THE GLORY IN EPHESIANS

by E.H. Clayton


Superficially, it would appear that a direct statement as to justification, by faith, is not made in the opening statements of the Ephesian epistle. Yet that which is fully equal is very evident, for God's choice of the ecclesia, made before the disruption of the world, is so worded as to be an anticipation of it, one which warrants the verdict of justification. Justification, before our God, requires the basis stated by the words "holy and flawless."

In chapter one, verse four, of Ephesians, God's choice is stated thus: "We to be holy and flawless in His sight." This corresponds to His love, which designates to us, beforehand, the place of a son for Himself, through Christ Jesus. We are, indeed, preserved to this by the righteous ways of the God and Father of our Lord Jesus Christ. In these words is expressed a glory and a choice which gives each member a relation to His will and so to holiness and to flawlessness which is preserved to us in Christ, for they are agreeable to the place of a son. This place and its glory is not marred by what ensued out of the disruption.
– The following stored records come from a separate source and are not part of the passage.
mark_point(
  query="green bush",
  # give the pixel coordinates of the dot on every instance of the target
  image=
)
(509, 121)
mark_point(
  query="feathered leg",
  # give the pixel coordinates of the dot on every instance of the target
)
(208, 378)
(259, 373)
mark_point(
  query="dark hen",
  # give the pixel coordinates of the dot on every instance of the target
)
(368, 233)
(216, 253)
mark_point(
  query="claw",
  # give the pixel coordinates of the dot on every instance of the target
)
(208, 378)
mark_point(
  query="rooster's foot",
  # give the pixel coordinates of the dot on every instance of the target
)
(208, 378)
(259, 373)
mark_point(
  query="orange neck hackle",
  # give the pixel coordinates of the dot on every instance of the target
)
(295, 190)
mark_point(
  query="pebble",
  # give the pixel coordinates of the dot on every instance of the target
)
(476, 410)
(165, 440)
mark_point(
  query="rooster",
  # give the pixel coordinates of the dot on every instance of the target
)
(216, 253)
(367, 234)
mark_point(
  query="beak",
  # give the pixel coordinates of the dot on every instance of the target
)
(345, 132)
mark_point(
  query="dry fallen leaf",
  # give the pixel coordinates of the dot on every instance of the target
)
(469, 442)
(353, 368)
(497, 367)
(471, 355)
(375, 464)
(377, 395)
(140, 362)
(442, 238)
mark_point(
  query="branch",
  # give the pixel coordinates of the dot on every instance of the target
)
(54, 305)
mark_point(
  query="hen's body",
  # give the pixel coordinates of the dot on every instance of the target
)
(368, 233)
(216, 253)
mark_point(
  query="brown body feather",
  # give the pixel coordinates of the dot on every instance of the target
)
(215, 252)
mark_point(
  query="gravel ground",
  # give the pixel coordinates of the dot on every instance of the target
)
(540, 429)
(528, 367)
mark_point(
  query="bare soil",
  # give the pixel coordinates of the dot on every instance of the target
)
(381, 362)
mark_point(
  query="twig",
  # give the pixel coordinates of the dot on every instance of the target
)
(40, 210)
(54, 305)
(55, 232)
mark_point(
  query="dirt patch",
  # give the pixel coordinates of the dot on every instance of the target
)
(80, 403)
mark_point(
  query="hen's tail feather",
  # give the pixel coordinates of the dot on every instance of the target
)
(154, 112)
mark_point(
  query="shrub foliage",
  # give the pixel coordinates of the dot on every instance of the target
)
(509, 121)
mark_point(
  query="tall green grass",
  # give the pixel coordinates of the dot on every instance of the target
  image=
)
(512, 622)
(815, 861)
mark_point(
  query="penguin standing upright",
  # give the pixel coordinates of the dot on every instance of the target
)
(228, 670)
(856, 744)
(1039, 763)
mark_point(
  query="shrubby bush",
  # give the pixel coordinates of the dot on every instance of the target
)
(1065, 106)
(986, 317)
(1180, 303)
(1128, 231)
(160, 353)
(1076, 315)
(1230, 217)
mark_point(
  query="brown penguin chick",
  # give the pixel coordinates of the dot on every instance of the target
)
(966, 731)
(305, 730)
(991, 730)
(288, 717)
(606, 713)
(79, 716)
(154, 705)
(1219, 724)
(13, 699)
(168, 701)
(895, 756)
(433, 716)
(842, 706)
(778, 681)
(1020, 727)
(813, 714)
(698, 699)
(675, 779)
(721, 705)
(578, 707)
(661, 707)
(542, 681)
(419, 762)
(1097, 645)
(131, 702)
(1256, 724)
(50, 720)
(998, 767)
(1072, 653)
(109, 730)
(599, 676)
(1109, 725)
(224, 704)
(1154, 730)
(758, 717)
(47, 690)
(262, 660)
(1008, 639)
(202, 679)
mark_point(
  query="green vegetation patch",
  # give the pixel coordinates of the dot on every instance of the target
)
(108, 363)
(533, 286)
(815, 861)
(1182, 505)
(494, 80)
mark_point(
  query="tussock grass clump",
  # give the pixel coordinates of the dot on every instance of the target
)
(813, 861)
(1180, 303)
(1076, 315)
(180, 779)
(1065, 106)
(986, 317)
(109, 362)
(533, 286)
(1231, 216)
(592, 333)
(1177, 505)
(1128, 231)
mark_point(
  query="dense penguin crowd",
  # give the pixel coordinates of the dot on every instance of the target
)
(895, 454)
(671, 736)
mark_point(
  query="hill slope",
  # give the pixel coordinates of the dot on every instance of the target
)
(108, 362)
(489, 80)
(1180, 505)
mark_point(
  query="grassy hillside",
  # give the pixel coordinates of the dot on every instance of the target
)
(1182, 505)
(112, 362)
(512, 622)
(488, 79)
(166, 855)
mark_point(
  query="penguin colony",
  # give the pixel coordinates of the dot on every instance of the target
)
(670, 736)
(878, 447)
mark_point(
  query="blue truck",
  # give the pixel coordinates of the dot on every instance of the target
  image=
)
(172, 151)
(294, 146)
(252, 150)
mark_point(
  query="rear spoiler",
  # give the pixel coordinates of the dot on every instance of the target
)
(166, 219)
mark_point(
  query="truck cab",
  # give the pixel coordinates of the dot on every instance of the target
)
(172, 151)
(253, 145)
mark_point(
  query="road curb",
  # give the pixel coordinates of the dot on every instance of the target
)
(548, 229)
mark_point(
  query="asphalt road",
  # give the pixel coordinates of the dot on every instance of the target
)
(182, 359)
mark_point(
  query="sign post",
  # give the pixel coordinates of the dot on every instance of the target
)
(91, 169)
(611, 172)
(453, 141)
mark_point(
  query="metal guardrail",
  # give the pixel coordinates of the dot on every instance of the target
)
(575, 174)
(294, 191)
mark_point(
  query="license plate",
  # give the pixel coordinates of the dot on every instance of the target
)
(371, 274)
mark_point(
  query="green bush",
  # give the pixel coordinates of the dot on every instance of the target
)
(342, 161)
This must be the initial sense of these words which introduce us into the glory of the counsels of our God.

The choice to such a height was made before any other character existed as a possibility for us; in fact, the character is formulated for us in the counsels of God with Himself, in His solitariness. Not only does it tell the glory needed by each member of the body of Christ, but the infinitive (to be) continues it, despite the issue coming from the disruption. We were engulfed in a sense other than that of holiness and flawlessness, certainly not so as to destroy those matters to us. His intentions are never prevented or frustrated.

The words expressing the character attached to the choice are the values required for the actuality of the verdict of justification by the faith of Jesus Christ. Such words were told for His faith, and they were formulated by God's righteousness for His ways amidst creation. These Jesus Christ undertook amidst His obedience and His faith. The words express the choice, and show the glorious and blessed stature preserved to us who are His body and by the service of whom He, the Head, will bring back the celestials into subjection to Himself and thus to His God and Father.

The estrangement became a matter due to circumstances promoted out of the relationship into which the disruption brought humanity. Through the disruption there came to be created the position whereby we, in our connection with humanity, needed the "forgiveness of offenses." The deliverance "through His blood" deals effectively with that aspect of matters, akin to His love, rather than His righteousness.

Righteousness is asserted of us, for to that His faith maintains each member, and so, with the deliverance out of the midst of offenses, we are in all the grandeur of the stature of the place of a son, fitted into the secret of God's will, which had been kept in the depths of God during prior eonian times, ready to be revealed in due course.

That our lot had been cast into that of Christ has been maintained by Him, for due to His faith He became Christ Jesus, on Whom His God and Father had bestowed the headship of the universe, by placing creation in Him, and thus exalting Him to be the Image of the invisible God. In that capacity was His headship shown, and by His personal glory was it maintained. The exaltation which God gave to the Firstborn of creation, this was truly esteemed and filled buy that One. It became the august detail which the adversary took to be the question of the universe; he queried the headship of the Son. But it is in the capacity as Head of the Universe that He is given to the ecclesia, for, indeed, by the ecclesia He will yet complete all.

Since our God made His choice of the ecclesia so early, they were almost kept as a separate unit for Himself. Thus is His word able to say of Him Who is Head over all, that He was given, in this capacity of Head, to the ecclesia. It is thus the leading company of creation to acknowledge the glory accorded to the One Who was the FIRSTBORN OF CREATION. Should not such glory stress to us the adult stature which is given to each member of the ecclesia ? It is needful that we discern and realize thus, for so may we realize necessity for growth into Him in this capacity to Head up all. With that glory we are His associates.